Sensors and costum circuits doubt

Hello partners, I´m in the team 5312 and we got some festo sensor, this guys give one signal back of 12 VDC, now we read the entire manual, but we didn´t find so much info about using this kind of sensors (inductive) and creating a custom circuit to transform 12 VDC to 5 VDC, if you can help us we will be so grateful.

Hi Rafael,
I think most of your questions can be answered here: For the 2020 season software documentation has been moved to https://docs.wpilib.org. Documentation for KOP items can still be found here. | FRC KOP Documentation

I think this is the specific page you want to look at:
http://wpilib.screenstepslive.com/s/4485/m/24166/l/290495-wiring-pneumatics-in-the-2015-system

R30 Any active electrical item not explicitly listed in R18 or R55 is considered a CUSTOM CIRCUIT. CUSTOM CIRCUITS may not
produce voltages exceeding 24V.

R44 CUSTOM CIRCUITS shall not directly alter the power pathways between the ROBOT battery, PDP, motor controllers, relays,
motors, or other elements of the ROBOT control system (items explicitly mentioned in R55). Custom high impedance voltage
monitoring or low impedance current monitoring circuitry connected to the ROBOT’S electrical system is acceptable, if the

As long as you are within 24V and sourcing all voltage downstream from the Power Distribution Board (PDB), your circuit is legal. You can source 12V from the PDB for your sensor and use 5V logic for whatever you need.

Hope that helps.

Thanks for the answer, well, not that pages doesnt answer actually, we get this sensors, http://www.festo.com/cat/es-ve_ve/data/doc_es/PDF/ES/SIEX_ES.PDF
sorry if this is in spanish, we want this sensor, just that the manual doesn´t say anything about limitations about the use of sensors

Thanks man, we want to built a regulator that take the 12 VDC signal from the sensor and regulate it to 5 so the roboRIO could use it

Rafael,

Protecting a 5V input circuit from 12V can be pretty simple.
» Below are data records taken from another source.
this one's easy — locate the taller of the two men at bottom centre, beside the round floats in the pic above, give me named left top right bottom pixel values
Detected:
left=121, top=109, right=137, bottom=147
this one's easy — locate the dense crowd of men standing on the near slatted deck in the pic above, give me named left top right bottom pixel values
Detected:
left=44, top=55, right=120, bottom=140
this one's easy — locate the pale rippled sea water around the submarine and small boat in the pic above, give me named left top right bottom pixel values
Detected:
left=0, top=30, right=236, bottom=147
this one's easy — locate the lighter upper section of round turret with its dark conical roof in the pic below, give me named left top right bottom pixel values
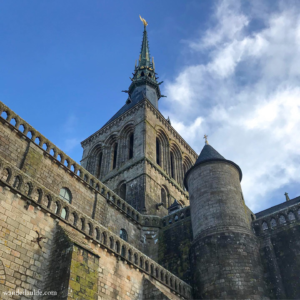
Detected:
left=185, top=144, right=249, bottom=239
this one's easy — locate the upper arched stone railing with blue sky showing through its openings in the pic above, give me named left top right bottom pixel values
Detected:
left=0, top=102, right=143, bottom=224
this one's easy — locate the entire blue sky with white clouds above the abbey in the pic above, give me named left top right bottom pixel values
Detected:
left=0, top=0, right=300, bottom=212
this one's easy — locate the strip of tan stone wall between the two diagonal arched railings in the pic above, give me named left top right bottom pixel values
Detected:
left=0, top=106, right=142, bottom=249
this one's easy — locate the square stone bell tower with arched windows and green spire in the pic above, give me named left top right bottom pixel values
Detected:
left=81, top=19, right=197, bottom=216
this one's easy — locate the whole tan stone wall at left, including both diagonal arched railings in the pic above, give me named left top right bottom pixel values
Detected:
left=0, top=103, right=191, bottom=299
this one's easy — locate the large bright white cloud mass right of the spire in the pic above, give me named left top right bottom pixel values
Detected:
left=164, top=0, right=300, bottom=211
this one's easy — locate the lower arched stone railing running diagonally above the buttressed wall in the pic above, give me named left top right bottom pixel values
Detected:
left=0, top=158, right=191, bottom=299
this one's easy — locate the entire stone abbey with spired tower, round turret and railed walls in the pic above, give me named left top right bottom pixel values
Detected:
left=0, top=20, right=300, bottom=300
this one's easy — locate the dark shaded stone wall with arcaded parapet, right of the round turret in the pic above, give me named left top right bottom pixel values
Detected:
left=252, top=199, right=300, bottom=299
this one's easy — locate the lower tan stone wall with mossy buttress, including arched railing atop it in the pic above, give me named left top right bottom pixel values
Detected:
left=0, top=170, right=190, bottom=299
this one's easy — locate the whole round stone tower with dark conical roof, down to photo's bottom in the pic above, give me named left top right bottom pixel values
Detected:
left=185, top=144, right=265, bottom=299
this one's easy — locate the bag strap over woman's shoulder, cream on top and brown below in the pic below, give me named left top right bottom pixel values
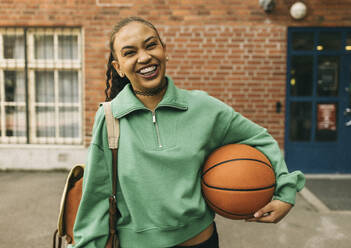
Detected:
left=102, top=102, right=119, bottom=247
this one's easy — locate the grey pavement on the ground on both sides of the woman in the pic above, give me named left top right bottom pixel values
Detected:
left=0, top=171, right=351, bottom=248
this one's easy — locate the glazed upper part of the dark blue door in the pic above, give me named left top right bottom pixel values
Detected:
left=287, top=28, right=351, bottom=143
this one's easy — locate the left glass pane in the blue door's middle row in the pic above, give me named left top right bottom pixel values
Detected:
left=290, top=56, right=313, bottom=96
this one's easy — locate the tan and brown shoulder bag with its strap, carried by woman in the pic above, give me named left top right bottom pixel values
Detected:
left=53, top=102, right=119, bottom=248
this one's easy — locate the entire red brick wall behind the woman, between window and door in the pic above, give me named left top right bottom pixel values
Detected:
left=0, top=0, right=351, bottom=147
The circuit below will limit the input voltage to the RoboRIO to just under 5V. As simple as it is, test it on the bench before you plug it into what may be your only RoboRIO.

Good Luck!

http://i152.photobucket.com/albums/s177/electroken/INPUT_zpsf1a90916.jpg](http://s152.photobucket.com/user/electroken/media/INPUT_zpsf1a90916.jpg.html)
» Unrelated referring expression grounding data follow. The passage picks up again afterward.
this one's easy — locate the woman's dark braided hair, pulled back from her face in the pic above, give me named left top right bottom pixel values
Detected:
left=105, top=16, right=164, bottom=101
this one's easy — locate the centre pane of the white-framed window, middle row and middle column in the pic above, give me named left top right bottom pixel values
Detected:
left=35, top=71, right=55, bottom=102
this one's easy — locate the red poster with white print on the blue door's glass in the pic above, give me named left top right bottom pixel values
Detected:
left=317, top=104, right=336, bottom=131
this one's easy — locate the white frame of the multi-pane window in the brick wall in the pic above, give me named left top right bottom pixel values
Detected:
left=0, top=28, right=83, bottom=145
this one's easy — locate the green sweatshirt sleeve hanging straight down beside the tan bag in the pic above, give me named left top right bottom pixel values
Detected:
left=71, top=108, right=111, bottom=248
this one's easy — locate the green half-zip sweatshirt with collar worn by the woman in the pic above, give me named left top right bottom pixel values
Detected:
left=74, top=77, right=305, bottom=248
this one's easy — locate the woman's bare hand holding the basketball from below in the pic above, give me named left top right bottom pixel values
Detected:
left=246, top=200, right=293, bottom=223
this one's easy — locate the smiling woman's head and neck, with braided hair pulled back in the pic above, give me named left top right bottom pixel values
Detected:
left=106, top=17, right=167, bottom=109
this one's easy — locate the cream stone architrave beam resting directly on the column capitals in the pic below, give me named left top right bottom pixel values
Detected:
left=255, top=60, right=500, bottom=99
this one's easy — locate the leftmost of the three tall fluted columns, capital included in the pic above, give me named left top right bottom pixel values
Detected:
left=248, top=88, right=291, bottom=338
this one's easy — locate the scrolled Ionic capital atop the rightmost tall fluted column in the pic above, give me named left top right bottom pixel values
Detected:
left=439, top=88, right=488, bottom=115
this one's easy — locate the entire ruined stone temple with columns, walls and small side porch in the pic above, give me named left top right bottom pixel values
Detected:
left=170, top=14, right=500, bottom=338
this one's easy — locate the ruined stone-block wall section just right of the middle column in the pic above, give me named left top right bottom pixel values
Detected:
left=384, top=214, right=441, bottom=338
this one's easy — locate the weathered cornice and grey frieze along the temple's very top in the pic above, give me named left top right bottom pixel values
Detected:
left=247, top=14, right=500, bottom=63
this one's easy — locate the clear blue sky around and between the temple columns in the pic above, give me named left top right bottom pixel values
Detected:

Disclaimer: Conceived at 6:30AM, pre-coffee.

Most of the rules are restrictive/negative. Some rules explicitly requires a certain part or configuration (e.g. that you use the PDB, and power the Rio from this port, or that the motors be from the list). More common are rules that disallow certain items (the 24V rule, the hazardous materials rule, and the budgetary rules). Unless there is one of these rules that disallows your circuit one way or the other, you can use it. Unless it costs more than $400, has mercury, or needs 24+V, I can’t think of many rules likely to exclude a proximity sensor.

Raf,
You don’t say whether you are using the PNP or the NPN part. If my translation of the manual is correct either of these devices will work down to 12 volts. (10-30 volts) Depending on which device you use will modify the circuit a bit. The interface shown above with the zener diode will work well for your application. You may also get goos results using a resistor voltage divider or a simple transistor switch as an output of the sensor you are planning. I would expect that the manufacturer would have an application note on interfacing these to a five volt system. Generally, NPN devices provide a closure to ground rather than a closure to power supply. These may be easier to interface than the PNP output.

A separate caution about this sensor that you may have thought of already.
It will brownout when the robot battery voltage dips below 10v, as it will during a normal playing match.

You may want to give it regulated 12v power from a VRM.

For a 12V NPN sensor, would you wire +/ground to the VRM and signal to a DIO on the Rio?